The bill requires that members of Congress and staff disclose any stock transactions within 30 days. It also prohibits members of Congress from trading based on information that is not available to the public and puts into language and law that if their actions violate the public trust they will be punished.

Senators hope that this explicit law will clear up “confusion” that they say has been rampant and led to reports of members of Congress benefiting from insider trading.

“Members of Congress are not above the law,” Senate Majority Leader Harry Reid, D-Nev., said Monday. “We must play by the same rules every other American plays by. The STOCK Act will clear up any perception that it’s acceptable for members of Congress to profit from insider trading.”

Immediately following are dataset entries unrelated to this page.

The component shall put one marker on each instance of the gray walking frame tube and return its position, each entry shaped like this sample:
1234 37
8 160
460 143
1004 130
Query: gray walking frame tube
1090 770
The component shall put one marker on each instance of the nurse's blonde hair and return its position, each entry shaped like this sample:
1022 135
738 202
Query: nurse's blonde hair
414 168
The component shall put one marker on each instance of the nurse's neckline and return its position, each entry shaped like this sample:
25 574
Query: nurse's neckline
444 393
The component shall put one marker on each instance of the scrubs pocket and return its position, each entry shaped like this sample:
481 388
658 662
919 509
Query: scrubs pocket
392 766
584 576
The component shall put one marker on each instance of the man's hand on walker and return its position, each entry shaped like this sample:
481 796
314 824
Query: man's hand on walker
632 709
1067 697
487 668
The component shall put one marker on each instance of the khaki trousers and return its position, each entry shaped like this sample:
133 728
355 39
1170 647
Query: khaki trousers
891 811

The final passage of this law will be symbolic. On Monday many senators noted that with such low approval ratings, Congress doesn’t need one more reason for the public to be against them.  They hope that a law like this on the books would at least in part help to clean up their tattered image.

“It is a violation of trust that our constituents place in us, a violation of the democratic process, a violation of the securities laws, and a violation of congressional ethics rules if members of Congress or their employees engage in insider trading, the use of information not available to the public, to make investment decisions,” Sen. Carl Levin, D-Mich., said on the Senate floor Monday. “It’s important to remove that doubt because any appearance of a breach in trust between Congress and our constituents is so corrosive to honest, open and effective government.”

Sen. Scott Brown, R-Mass., the sponsor of the bill, who appealed directly to President Obama to help get this legislation through the Senate quickly, said Monday passage of the bill will send an important message to the American people.

“It’s about cleaning up Washington,” Brown said. “With the bill before us today, we can take a small step to reestablishing the trust between the American people and Congress. If we pass the STOCK Act this week, it will send a very strong and unified message to the American people that Congress does not -- does not -- consider itself above the law.”

In his State of the Union address last Tuesday, Obama pushed for passage of a bill to ban insider trading by members of Congress, saying he’ll “sign it tomorrow” once Congress sends him a bill passed by both houses.

The Senate could approve final passage of the bill possibly as early as this week. If passed, which is likely given the bipartisan vote tally Monday, the bill will be sent over to the House of Representatives.

But, as ABC News’ John Parkinson reports, the House is expected to consider its own version of the STOCK Act by the end of February. A GOP leadership aide says while the Senate bill is a good-faith effort, is not a perfect bill and the House will introduce its own version with tweaks to improve it.

Then the House would likely send its bill back to the Democrat-controlled Senate for final passage before sending the bill to Obama for his signature.